Madonna: Yes. I always do, in all my movies."
("Dick Tracy: The Making of the Movie", Mike Bonifer, 1990)
Paul Verhoeven on whether the events that take place in "Total Recall" (1990) are real or just a dream:
"It is both. To be honest, that’s what I want. I made the movie in a way that it would be true on both levels, and I spent a lot of time to get that. If you want a scientific explanation, you know, of course, in quantum mechanics there is a very interesting principle, the principle of uncertainty, Heisenberg’s principle.
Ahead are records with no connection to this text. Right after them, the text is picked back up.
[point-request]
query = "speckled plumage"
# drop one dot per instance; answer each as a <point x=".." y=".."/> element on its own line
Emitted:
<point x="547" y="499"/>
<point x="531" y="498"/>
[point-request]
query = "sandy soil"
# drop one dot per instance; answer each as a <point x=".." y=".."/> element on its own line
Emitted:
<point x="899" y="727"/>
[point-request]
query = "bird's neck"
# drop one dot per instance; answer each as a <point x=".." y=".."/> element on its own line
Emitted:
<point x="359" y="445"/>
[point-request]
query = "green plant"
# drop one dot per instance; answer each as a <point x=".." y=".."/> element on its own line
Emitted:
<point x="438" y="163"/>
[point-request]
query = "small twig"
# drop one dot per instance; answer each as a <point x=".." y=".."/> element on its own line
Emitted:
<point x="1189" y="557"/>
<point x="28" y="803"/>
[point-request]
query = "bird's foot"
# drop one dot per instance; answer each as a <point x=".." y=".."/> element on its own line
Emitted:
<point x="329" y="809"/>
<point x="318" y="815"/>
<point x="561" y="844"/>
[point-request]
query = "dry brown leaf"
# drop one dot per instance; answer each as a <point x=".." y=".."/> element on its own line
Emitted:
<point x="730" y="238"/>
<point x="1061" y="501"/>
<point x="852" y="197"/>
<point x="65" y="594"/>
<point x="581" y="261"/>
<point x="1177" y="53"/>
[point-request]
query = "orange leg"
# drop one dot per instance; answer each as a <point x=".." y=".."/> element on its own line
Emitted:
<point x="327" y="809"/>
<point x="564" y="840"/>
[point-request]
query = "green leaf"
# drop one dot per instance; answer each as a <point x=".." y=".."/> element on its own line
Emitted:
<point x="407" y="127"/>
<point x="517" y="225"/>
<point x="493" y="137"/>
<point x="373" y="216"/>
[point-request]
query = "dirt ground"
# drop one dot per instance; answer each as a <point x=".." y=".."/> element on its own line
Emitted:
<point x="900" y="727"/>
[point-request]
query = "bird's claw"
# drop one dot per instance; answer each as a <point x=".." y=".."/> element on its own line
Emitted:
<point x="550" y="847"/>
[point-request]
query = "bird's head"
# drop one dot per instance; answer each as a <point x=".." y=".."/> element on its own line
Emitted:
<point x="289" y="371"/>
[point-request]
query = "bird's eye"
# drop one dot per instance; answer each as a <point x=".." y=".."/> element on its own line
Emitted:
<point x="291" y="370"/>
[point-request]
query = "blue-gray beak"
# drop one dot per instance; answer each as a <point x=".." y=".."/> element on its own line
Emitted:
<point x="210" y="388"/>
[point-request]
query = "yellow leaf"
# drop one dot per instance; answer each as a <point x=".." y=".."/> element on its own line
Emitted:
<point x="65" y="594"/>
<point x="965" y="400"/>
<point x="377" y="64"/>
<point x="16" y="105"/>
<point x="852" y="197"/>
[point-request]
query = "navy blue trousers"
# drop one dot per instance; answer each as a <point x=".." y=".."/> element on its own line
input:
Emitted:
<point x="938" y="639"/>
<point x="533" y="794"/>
If you have a big object and if you try to measure the place of the object and the velocity of the object at the same time, the more precisely you measure velocity the less precise place gets. So that’s the principle. That means, of course, that there are different realities possible at the same moment. What I wanted to do in 'Total Recall' is to do a movie where both levels are true. I mean for me, of course, the film anyhow has to do with two realities, one being the reality of going as a secret agent to Mars and discovering that there is a problem, and solving the problem, which is starting the nuclear reactor and helping the guerrillas and destroying Cohaagen.
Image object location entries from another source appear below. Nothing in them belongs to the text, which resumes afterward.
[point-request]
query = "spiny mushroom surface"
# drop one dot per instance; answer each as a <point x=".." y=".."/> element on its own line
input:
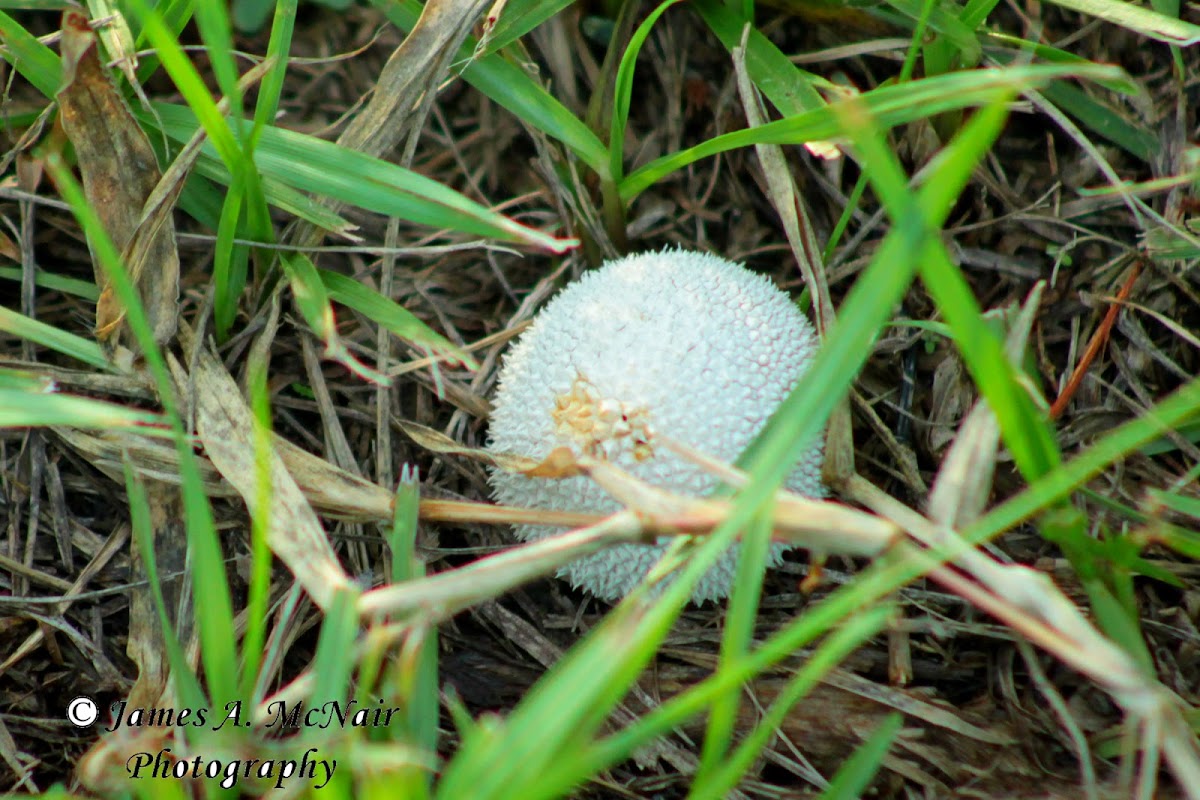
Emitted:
<point x="675" y="343"/>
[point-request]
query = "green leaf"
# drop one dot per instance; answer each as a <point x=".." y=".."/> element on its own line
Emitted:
<point x="390" y="314"/>
<point x="58" y="340"/>
<point x="312" y="164"/>
<point x="889" y="106"/>
<point x="36" y="62"/>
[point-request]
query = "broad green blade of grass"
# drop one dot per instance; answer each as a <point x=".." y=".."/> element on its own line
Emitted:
<point x="569" y="704"/>
<point x="310" y="295"/>
<point x="1177" y="408"/>
<point x="840" y="643"/>
<point x="54" y="338"/>
<point x="739" y="625"/>
<point x="1001" y="47"/>
<point x="1023" y="427"/>
<point x="790" y="89"/>
<point x="1138" y="19"/>
<point x="868" y="306"/>
<point x="47" y="280"/>
<point x="175" y="14"/>
<point x="24" y="409"/>
<point x="1096" y="116"/>
<point x="517" y="18"/>
<point x="951" y="29"/>
<point x="856" y="773"/>
<point x="213" y="22"/>
<point x="215" y="617"/>
<point x="277" y="48"/>
<point x="324" y="168"/>
<point x="511" y="88"/>
<point x="844" y="607"/>
<point x="623" y="90"/>
<point x="889" y="106"/>
<point x="187" y="686"/>
<point x="33" y="60"/>
<point x="191" y="85"/>
<point x="390" y="314"/>
<point x="331" y="667"/>
<point x="881" y="578"/>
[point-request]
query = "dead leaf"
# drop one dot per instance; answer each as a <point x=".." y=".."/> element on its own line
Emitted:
<point x="119" y="173"/>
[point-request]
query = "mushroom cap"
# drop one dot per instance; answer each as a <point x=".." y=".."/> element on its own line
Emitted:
<point x="677" y="343"/>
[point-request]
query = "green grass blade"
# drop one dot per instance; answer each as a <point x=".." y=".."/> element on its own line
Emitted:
<point x="1138" y="19"/>
<point x="855" y="775"/>
<point x="27" y="409"/>
<point x="215" y="618"/>
<point x="889" y="106"/>
<point x="36" y="62"/>
<point x="513" y="89"/>
<point x="324" y="168"/>
<point x="54" y="338"/>
<point x="623" y="90"/>
<point x="789" y="88"/>
<point x="390" y="314"/>
<point x="739" y="624"/>
<point x="839" y="644"/>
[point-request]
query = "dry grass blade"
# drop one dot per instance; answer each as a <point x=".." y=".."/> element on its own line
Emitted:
<point x="225" y="426"/>
<point x="445" y="594"/>
<point x="401" y="98"/>
<point x="119" y="174"/>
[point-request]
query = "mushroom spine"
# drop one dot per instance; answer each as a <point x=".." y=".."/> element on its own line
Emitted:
<point x="672" y="343"/>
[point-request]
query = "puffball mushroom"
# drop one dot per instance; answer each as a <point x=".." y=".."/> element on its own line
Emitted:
<point x="675" y="343"/>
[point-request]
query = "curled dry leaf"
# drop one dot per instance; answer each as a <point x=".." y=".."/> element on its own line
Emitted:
<point x="119" y="173"/>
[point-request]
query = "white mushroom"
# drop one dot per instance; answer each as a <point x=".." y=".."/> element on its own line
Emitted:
<point x="682" y="344"/>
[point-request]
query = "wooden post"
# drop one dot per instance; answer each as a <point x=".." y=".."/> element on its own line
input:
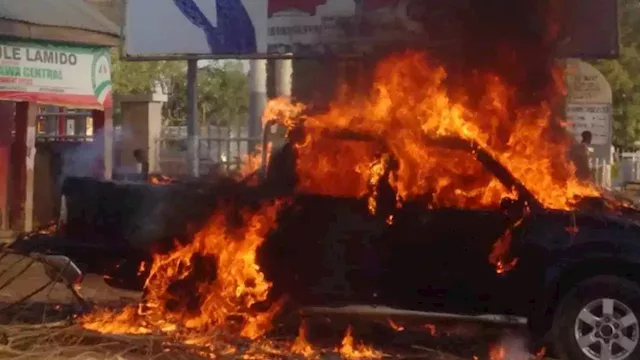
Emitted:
<point x="23" y="153"/>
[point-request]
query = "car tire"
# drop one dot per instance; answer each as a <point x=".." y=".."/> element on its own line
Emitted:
<point x="599" y="315"/>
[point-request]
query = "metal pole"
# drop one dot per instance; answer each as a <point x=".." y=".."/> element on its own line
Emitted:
<point x="258" y="100"/>
<point x="192" y="118"/>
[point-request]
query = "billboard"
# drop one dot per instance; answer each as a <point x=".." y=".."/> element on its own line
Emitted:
<point x="275" y="28"/>
<point x="74" y="76"/>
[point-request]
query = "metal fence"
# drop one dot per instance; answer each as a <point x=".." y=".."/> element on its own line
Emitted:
<point x="219" y="148"/>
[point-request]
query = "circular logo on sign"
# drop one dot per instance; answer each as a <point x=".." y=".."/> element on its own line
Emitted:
<point x="101" y="76"/>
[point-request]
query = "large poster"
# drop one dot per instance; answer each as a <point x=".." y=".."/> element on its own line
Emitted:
<point x="58" y="75"/>
<point x="216" y="27"/>
<point x="245" y="28"/>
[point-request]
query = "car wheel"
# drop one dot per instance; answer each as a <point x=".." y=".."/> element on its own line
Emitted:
<point x="598" y="320"/>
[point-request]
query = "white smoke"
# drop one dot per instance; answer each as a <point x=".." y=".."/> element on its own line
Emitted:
<point x="86" y="160"/>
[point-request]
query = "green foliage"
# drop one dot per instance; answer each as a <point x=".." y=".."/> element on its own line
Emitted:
<point x="624" y="76"/>
<point x="137" y="77"/>
<point x="223" y="89"/>
<point x="223" y="95"/>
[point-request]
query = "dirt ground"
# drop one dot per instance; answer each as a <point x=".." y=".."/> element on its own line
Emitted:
<point x="433" y="340"/>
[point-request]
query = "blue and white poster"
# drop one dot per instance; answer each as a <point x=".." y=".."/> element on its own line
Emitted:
<point x="196" y="27"/>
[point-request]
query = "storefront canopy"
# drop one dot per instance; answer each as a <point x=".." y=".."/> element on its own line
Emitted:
<point x="68" y="21"/>
<point x="56" y="52"/>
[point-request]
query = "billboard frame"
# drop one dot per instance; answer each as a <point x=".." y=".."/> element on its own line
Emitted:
<point x="266" y="56"/>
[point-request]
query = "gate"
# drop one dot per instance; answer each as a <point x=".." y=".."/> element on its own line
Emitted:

The second level of the movie, of course, is that from the moment that he goes into the Rekall chair ‘til the end it’s a dream, and I tried to make that second level work throughout the whole movie.
So there’s the dream level which starts when he gets into the chair and the thing is in his neck, and that would go throughout the whole movie, so in the next scene where they say, Oh, there’s a problem, there’s a big glitch here, that would be already the dream, of course. That’s where the dream starts. And the next scene where they are fighting and stuff would be part of his dream, convincing him that it is real, because there is a glitch but that would be part of the program. It would be built into the program to make him accept the fact that it’s real, but it’s a dream.
If you look at the movie, if you haven’t seen it, or for the second time, you’ll see that the whole program that’s set up at the beginning when he goes to the Rekall office and he talks to this guy who sells him the program on Mars, you’ll see that he gets everything that he wants: he gets the trip to Mars, he gets the girl, the exotic girl, he ki!!s the bad guys, and he saves the entire planet. That’s what he does. And that’s basically the dream.
Even halfway through the movie, you may remember, this other guy comes in, Dr. Edgemar, and tells him that he’s in a dream, that he’s still in the Rekall chair, and then Arnold says, “If I’m there, I can ki!! you.” And he puts a gun to his head and the guy says, “Sure, no problem for me, big problem for you, because you will be psychotic from now on because the walls of reality will fall apart. One moment you will be the savior of the rebel cause, the next moment you’ll be Cohaagen’s bosom buddy, but in the end—you will even have these strange fantasies about alien civilizations—but at the end you will be lobotomized.”
And then if you see the movie, you realize that all these things happen. I mean he is lobotomized at the end. That’s why at the last shot, when they are so happy and kissing each other, it slowly fades to white, which for me meant, “OK, there he goes. That’s the end-that’s the dream—they lobotomized him.” And all the other things happened, he finds the alien civilization, he rescues the planet, he finds the good girl, he k!!ls the bad guys, but it’s a dream. Now, of course you can see it as a reality, too. So at the end of the movie, getting to white means either it’s a happy ending or he loses his brains . . . which is probably also a happy ending, I don’t know.
That was basically what l wanted—that at the end there would be two possibilities, and they would be both true—for me they are both true—it’s not either one or the other. It’s not that either it’s a dream or it is a reality. It is a dream and it is a reality. And I think they’re both there."
(Paul Verhoeven's interview with Chris Shea & Wade Jennings, 1992)
P.S: On this day, 36 years ago, "Total Recall" (1990) premiered in Los Angeles, California, USA.